What do you guys think s a reasonable backhoe model to consider for this machine


----------



## Chargerman (Mar 3, 2020)

Chargerman said:


> What do you guys think s a reasonable backhoe model to consider for this machine



Sorry I missed the previous posting before asking the question. Thanks much!


----------



## Groo (Jan 17, 2020)

Chargerman said:


> Sorry I missed the previous posting before asking the question. Thanks much!


really, meant those listed as more of examples for size.
The only one I have any experience isn't on the new market any more.

If you don't want to mess with you main hydraulic system, or it is under-powered, get a PTO backhoe.

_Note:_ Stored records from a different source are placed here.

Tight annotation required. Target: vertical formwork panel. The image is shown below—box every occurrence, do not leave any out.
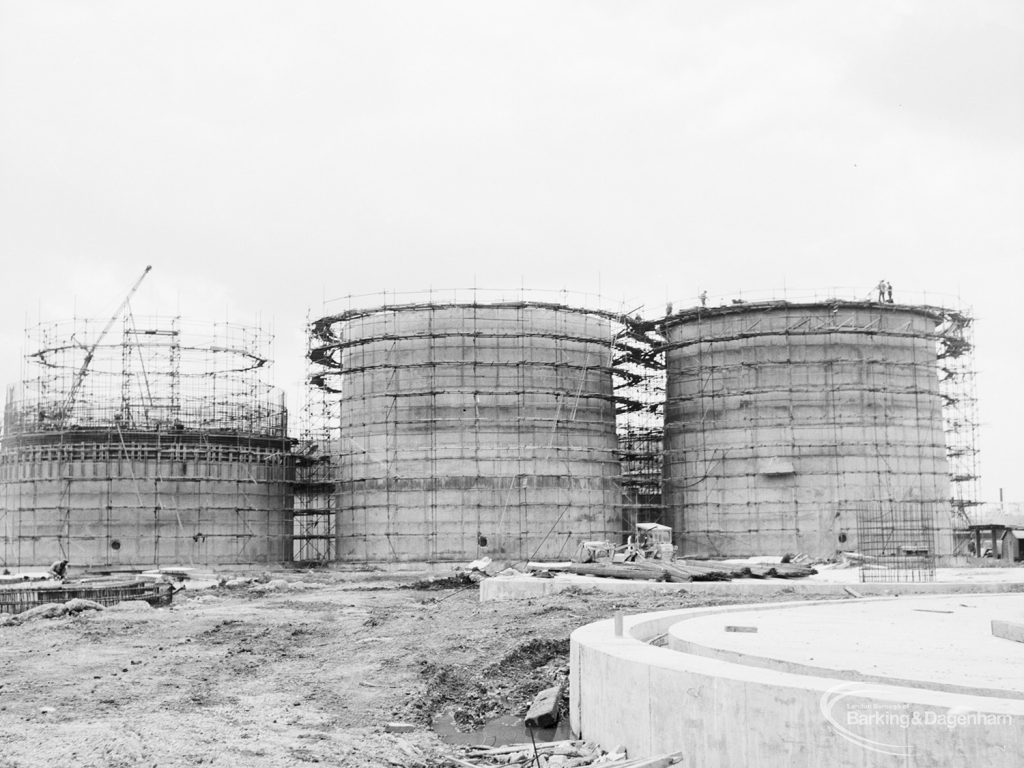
[664,302,951,556]
[313,303,622,562]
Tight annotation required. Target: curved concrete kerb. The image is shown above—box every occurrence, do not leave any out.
[570,595,1024,768]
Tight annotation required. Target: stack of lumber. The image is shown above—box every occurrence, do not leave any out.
[447,740,683,768]
[748,562,818,579]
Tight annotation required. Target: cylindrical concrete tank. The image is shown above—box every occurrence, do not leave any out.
[311,302,623,562]
[663,301,951,556]
[0,317,293,568]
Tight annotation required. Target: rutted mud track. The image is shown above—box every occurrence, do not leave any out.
[0,573,839,768]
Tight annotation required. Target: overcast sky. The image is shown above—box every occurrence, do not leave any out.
[0,0,1024,501]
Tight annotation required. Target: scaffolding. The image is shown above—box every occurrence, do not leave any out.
[292,317,338,564]
[937,310,981,555]
[309,289,651,562]
[0,315,292,568]
[613,315,668,530]
[660,298,976,569]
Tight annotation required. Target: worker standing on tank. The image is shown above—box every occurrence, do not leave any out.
[49,560,68,582]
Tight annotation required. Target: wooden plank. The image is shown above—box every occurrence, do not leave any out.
[992,618,1024,643]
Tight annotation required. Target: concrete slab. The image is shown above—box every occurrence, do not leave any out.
[569,595,1024,768]
[992,618,1024,643]
[669,595,1024,698]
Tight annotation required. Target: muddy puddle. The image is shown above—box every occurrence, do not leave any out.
[430,713,570,746]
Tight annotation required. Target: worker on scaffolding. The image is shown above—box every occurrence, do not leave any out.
[47,560,68,582]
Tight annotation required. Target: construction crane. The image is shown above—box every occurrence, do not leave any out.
[58,264,153,428]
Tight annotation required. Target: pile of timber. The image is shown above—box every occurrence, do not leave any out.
[447,740,683,768]
[526,560,817,582]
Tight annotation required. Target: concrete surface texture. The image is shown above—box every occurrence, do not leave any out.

Personally, I'm not sure what way I would go. sort of nice to leave it a sealed little unit, but that is going to add weight and cost. It might be a bigger pain to hook up the PTO than the hydraulic lines as well. 

The L275 has only slightly less hydraulic flow from the looks of things (6.2gpm vs. 6.8gpm) so it should be fine.


----------



## Donnyg (2 mo ago)

I have a woods bh7500 3 point hitch backhoe on my l275. It works good.I had to put a rear hydraulic set up on to run it. It cost me $500 installed myself. This backhoe seems to be about the right size for the tractor.


----------